Historically, Congress has made adjustments annually to this "flawed" reimbursement formula which rises significantly slower than the rate of medical inflation. By cutting reimbursement rates in 2011 by 25% and keeping them there, there will be far fewer providers willing to provide services to Medicare patients. On the other hand, if Congress continues the annual adjustment process, the projected Congressional Budget Office "savings" in the bill begin to evaporate.

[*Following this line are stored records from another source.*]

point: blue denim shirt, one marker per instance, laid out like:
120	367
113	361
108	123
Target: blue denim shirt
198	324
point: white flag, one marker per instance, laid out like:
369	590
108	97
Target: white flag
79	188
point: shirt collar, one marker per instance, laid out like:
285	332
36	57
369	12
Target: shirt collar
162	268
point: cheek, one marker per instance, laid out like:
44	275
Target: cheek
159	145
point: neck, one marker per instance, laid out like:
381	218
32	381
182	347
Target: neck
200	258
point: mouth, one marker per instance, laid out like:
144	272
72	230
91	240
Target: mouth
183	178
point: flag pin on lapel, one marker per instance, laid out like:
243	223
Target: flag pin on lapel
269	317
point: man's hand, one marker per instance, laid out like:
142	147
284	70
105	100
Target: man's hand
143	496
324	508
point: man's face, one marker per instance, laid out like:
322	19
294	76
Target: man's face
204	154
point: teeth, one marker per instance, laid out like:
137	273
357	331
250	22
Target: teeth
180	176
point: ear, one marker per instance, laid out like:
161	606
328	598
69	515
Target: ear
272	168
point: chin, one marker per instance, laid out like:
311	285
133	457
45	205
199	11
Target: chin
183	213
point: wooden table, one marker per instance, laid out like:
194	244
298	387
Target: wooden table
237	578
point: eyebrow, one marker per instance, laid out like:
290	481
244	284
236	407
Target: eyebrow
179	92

The bill does little to address the current high costs of providing actual care, which someone must pay. Physicians will not be able to sustain a 25% pay cut to provide care for Medicare patients. Those that do, will not be able to continue such services in subsequent years without any inflation adjustments. Apparently, a significant portion of the expense of providing care for the elderly in the future is expected to be born by physicians.

The projected "savings" of this bill are dubious at best; it is really cost-shifting. It seems a bit premature for the Senate Finance Committee to be patting itself on the back, given that this is not actually a viable solution.